At the moment, Republicans are more committed to the politics of protest and dysfunction than to cautious fiscal policy. But if that should ever change, they might think about proposing a different fiscal rule – maybe even one that many Democrats could embrace.

Several variants are possible. One would cap growth in federal spending at the trend rate of growth of the economy. This would let spending rise during recessions and curb its expansion during booms, thus allowing scope for Keynesian countercyclical policy. However, this approach requires agreement on the normal level of spending, and that won’t be easy to achieve.

A more elastic rule is the so-called debt brake, as used in Switzerland. This would tie growth in spending to growth in business-cycle-adjusted tax revenues. Using this approach, structural spending (i.e., spending at full employment) can grow faster than the economy, but only if taxes are raised at the same time.

A debt brake wouldn’t directly limit the size of government, but it would restrain deficits and public debt.
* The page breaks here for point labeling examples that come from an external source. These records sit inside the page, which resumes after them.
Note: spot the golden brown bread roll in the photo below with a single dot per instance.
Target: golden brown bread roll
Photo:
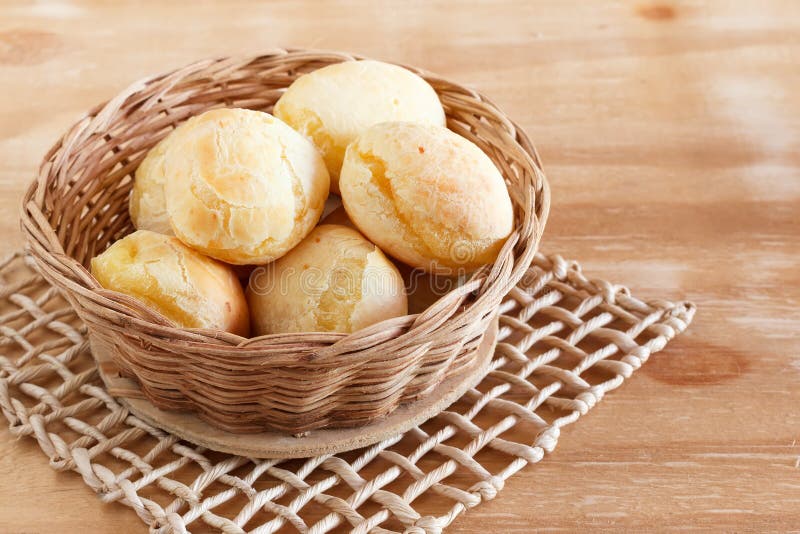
(148, 207)
(333, 281)
(238, 185)
(334, 104)
(423, 289)
(426, 196)
(190, 289)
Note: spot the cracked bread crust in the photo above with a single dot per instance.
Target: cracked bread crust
(333, 281)
(334, 104)
(183, 285)
(242, 187)
(427, 196)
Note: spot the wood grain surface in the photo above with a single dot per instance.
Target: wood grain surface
(671, 137)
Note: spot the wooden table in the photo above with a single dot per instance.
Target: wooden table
(671, 138)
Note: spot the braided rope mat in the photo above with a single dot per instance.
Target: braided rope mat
(565, 341)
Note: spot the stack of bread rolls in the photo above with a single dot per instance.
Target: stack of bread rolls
(233, 197)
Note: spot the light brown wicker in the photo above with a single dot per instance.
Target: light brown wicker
(292, 382)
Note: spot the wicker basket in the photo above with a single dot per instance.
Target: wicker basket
(293, 382)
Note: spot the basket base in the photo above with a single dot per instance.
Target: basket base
(273, 444)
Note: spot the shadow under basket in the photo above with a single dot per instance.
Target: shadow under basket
(293, 383)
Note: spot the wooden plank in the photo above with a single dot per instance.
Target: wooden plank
(670, 134)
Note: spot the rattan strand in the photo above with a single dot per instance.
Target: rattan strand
(293, 382)
(565, 342)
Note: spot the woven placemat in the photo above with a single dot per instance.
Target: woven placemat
(565, 341)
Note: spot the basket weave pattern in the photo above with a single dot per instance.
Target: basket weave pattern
(292, 382)
(565, 342)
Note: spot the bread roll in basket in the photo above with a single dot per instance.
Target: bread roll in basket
(78, 204)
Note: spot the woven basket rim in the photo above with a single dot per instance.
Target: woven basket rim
(70, 275)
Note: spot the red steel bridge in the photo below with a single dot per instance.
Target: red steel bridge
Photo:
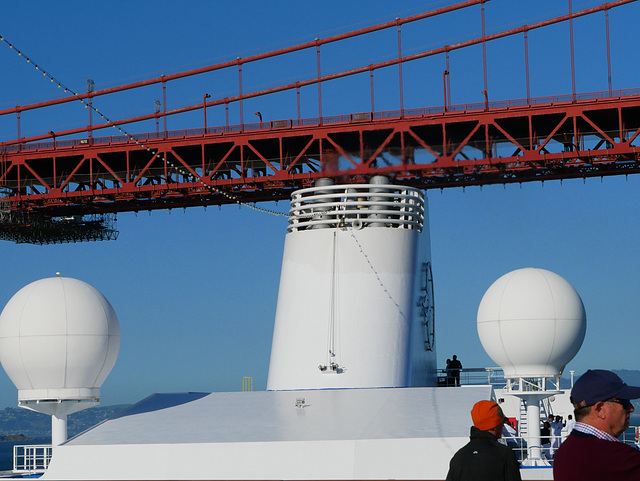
(80, 172)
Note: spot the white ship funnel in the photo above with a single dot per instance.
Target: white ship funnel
(345, 314)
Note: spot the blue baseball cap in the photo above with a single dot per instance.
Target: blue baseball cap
(599, 385)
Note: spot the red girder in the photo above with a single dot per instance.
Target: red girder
(508, 142)
(302, 83)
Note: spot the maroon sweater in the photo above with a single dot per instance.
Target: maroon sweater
(587, 458)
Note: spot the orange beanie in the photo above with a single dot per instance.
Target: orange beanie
(486, 415)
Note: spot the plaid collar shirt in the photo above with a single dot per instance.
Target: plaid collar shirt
(588, 429)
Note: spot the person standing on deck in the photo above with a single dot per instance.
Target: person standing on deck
(592, 451)
(455, 365)
(483, 458)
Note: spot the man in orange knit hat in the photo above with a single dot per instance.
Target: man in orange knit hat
(483, 457)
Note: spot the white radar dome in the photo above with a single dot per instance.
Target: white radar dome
(531, 322)
(59, 339)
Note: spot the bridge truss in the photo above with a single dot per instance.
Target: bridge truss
(51, 179)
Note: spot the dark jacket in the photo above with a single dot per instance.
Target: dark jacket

It would also force Washington to be more honest about the tax implications of higher spending and the spending implications of lower taxes.

Budget forecasting is an imprecise business, so second-guessing once the facts are in would still be needed, and policy would have to be adjusted on the fly. However, the first requirement of any fiscal rule is that it guides budget deliberations from the start. The second requirement is that its correction mechanism, discretionary or automatic, is moderate enough to be credible. Defaulting on public debt doesn’t qualify.

Done right, the debt-brake approach passes these tests. The debt-ceiling rule by its very design fails both, and that’s why it should be scrapped.